Le Chaperon rouge : critique perdue dans les bois

Simon Riaux | 18 avril 2011 - MAJ : 04/09/2018 15:02
Simon Riaux | 18 avril 2011 - MAJ : 04/09/2018 15:02

Il y avait dans le premier Twilight, mis en scène par Catherine Hardwicke, une sincérité, un tâtonnement fébrile et impulsif typique de l'adolescence. Ces qualités ont disparu de ses suites, vampirisées par un marketing qui balaya tout sur son passage, y compris la réalisatrice. Cette dernière revient donc avec Le Chaperon rouge. Plutôt que d'approfondir les thèmes qui parcourent son oeuvre depuis Thirteen, jusqu'aux Seigneurs de Dogtown, elle choisit d'appliquer froidement un cahier des charges désormais bien rodé, mêlant bluette condescendante et frisson de supermarché.

 

Le premier tour de force du film est de parvenir à désamorcer la charge, pourtant explosive, de symbolique et d'ambiguïté sexuelle qui faisait la puissance du conte original. En remplaçant une enfant qui rêve de voir le Loup, par une adolescente tiraillée entre deux flirts pâlots qu'elle ne sait à quel sein vouer, Catherine Hardwicke piétine dès sa première séquence le para-texte passionnant qu'elle avait à sa disposition. Non content de surfer sur la vague du fantastique pour pré-pubères amourachés, le scénario recycle à l'identique les personnages de Twilight et leur psychologie, avec un opportunisme franchement désagréable.

 

 

Le casting l'a bien compris, et donc évite soigneusement de se fatiguer. La charmante Amanda Seyfried promène ses beaux yeux perdus sur ses petits camarades cabotins, Gary Oldman en tête. Le comédien, embarrassant en inquisiteur neurasthénique, n'a cependant aucune difficulté à supplanter Billy Burke ou encore Luka Haas, visiblement plus concernés par leur cachet que la menace lycanthrope.
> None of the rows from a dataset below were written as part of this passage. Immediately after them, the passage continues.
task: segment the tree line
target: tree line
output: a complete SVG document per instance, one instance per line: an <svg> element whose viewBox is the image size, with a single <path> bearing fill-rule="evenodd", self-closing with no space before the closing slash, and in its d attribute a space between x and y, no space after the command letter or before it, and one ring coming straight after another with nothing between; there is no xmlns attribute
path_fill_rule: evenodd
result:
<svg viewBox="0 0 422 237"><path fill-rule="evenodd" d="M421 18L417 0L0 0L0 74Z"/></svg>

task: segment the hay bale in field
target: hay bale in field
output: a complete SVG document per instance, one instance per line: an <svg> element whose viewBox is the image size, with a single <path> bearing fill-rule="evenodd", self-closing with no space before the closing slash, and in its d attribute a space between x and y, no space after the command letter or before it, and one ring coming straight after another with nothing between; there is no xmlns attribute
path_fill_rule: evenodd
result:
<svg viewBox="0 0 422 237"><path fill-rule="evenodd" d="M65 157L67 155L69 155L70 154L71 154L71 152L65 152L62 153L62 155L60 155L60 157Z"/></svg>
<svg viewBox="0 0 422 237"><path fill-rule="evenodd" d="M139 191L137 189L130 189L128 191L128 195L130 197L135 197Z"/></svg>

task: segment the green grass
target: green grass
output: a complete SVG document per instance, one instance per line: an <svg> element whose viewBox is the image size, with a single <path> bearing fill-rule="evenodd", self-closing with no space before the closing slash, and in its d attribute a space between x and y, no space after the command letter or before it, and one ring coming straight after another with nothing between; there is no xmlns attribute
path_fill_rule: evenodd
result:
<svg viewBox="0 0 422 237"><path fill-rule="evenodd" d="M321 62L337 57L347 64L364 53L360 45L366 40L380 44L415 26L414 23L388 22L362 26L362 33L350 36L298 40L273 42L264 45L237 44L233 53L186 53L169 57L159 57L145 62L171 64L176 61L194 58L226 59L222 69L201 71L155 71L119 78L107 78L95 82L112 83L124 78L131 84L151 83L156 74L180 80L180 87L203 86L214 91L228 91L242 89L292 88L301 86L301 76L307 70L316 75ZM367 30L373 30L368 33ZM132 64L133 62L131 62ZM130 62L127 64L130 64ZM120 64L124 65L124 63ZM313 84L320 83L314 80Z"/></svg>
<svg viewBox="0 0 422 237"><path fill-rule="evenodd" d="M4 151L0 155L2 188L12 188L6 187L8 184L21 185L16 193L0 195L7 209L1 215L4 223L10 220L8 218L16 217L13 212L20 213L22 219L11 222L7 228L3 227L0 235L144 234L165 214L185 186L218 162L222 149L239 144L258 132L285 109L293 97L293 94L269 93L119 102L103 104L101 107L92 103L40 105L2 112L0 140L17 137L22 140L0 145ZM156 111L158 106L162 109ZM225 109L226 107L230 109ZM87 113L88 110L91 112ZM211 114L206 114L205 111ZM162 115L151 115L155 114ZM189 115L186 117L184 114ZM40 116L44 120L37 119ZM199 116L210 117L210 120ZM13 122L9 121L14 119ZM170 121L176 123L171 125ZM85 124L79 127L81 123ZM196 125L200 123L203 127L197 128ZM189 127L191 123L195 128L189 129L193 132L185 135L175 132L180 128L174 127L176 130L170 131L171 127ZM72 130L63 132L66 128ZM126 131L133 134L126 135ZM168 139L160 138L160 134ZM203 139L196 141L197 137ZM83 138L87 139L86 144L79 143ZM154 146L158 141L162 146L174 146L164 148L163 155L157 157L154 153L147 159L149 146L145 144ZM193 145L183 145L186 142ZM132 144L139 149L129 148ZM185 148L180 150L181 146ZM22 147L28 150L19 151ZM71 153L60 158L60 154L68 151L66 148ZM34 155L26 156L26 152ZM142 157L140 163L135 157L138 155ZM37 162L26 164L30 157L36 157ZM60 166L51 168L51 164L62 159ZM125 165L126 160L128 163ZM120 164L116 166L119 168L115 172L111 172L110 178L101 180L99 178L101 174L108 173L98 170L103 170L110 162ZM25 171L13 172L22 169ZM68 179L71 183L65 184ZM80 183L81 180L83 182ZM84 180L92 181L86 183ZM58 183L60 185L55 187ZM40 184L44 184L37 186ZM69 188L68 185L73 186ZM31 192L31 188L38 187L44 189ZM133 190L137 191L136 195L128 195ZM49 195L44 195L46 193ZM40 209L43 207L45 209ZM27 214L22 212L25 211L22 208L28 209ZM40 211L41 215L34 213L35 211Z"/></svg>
Seule Julie Christie lutte pour insuffler au récit un peu de grâce et d'ambivalence. Le sort, tristement elliptique, qui lui sera réservé révélera hélas que l'aberrante direction artistique n'en a que faire.

 

 

 

Direction artistique douteuse s'il en est, puisqu'elle est incapable de donner corps à la supposée lutte des classes qui envenime les artificielles relations entre les personnages, se contentant d'aligner les huttes en bois, lesquelles évoquent plus un village-vacances québécois que le berceau ténébreux d'un conte hivernal. Rendons hommage à l'arsenal de Gary Oldman et ses sbires, qui semble devoir beaucoup à la consommation abusive de drogues de synthèse. Quoi de mieux pour faire parler le châlant peu coopératif, qu'un éléphant de bronze monté sur roulettes, grotesque cocotte minute de trois tonnes trimballée par monts et par vaux ?

 

 

Résumé

On pourra arguer qu'il ne s'agit là que d'un produit ultra-balisé et conçu pour un public adolescent. C'est profondément mépriser son audience, et oublier qu'elle ne cherche pas à être caressée dans le sens du poil, mais surprise et emportée par de véritables histoires, souvent à son corps défendant. C'est ce qui explique le succès de Twilight, et la catastrophe navrante qu'est ce tout petit Chaperon rouge.